Get stuck in but be prepared for no job security, work overload and frugal living, advises founder of award-winning software firm

By  Giulia Cambieri

Fri May 20 2011

BusinessBecause

Nick Barker, co-founder of software firm Aware Monitoring on the three challenges faced by every start-up and how he helps his blue chip customers.

Aware Monitoring is a software company that measures websites’ and web applications’ performance.

In 2006, after over twenty years of experience in the IT industry, working for both small and multinational software companies, Barker decided he wanted a new big challenge.

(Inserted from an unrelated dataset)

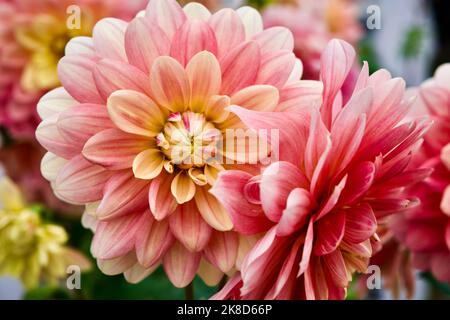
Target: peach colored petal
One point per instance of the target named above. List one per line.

He left the company where he had been working for seven years to do an MBA in Entrepreneurship at Nottingham University Business School. During what he says was one of the best years of his life, Nick convinced Simon Oxley, now his business partner, to join him in a new commercial venture, that brought them to found Aware Monitoring.

“You know how really annoying it is when you’re using a web application and the search doesn’t work, or you can’t login, or even worse you go onto a ecommerce site to buy something, but you can’t get through the checkout?”, he asked students during a lecture about start-ups at Nottingham University, “It’s annoying, but what you often do is you close it, and go to another website. For those companies, that’s a lost sale”.

Aware Monitoring helps its customers, which include companies like Jigsaw, Boots, and Ladbrokes, avoiding downtime and slowdowns: “We act like a customer, we constantly test that everything is working...and if there’s a failure, we tell the provider straight away, so that they can fix it because it costs them money and bad reputation, that spreads really quickly on the web...thanks to social media”.

For Nick, every entrepreneur who wants to start up his own business finds three big challenges on his way: the first one is to find an idea.

In 2008, while the online applications market and ecommerce were expanding, Nick and Simon saw a gap in the market for a web performance monitoring service. Therefore, they decided to build one, and founded Aware Monitoring.

The second challenge for an entrepreneur who is setting up his own business is getting a commercial product in the marketplace. Nick and Simon wrote a business plan, looked for investments, created a prototype, and started engaging with potential customers in very different areas of the market.

Finally, the third challenge is finding a product-market-fit, a product that customers want, that works and that allows the company to differentiate itself from its competitors.

In addition, entrepreneurs have to deal with lack of job security, massive overload, and have to learn how to live frugally: “We kept a tight rein on spending using low cost and free businesses resources wherever we could. We've also had to reduce spending in our personal lives, going without vacations overseas, etc”, Nick explains.

But the life of a start-up founder is also made of moments of satisfaction. “Start-up successes are often very small and subtle”, he writes on his blog, “Build momentum through each successive achievement towards your start-up’s overarching goal. These early successes can easily be forgotten or missed. Look out for them and be persistent. Also be patient and keep focused on moving forward”. One year after founding Aware Monitoring, Nick and Simon won the Nottingham Post New Enterprise of the Year Award.

How did the MBA help him in setting up Aware Monitoring? “In my experience an MBA does not teach anything you don’t already know or can’t work out for yourself”, he writes on his blog, “So why do it? For me is it’s about exciting new adventures where you push yourself to the limit and learn new tricks”. But he admits the MBA has also given him a deeper knowledge about business: “I now look at decisions more objectively...It has brought a greater understanding of internal business structures and holistic competitive markets.”

To entrepreneurs willing to start-up their own companies, he recommends not to wait for the perfect opportunity: “Openness to new ideas must be maintained. New improved sub opportunities may present themselves as the initial opportunity unfolds.”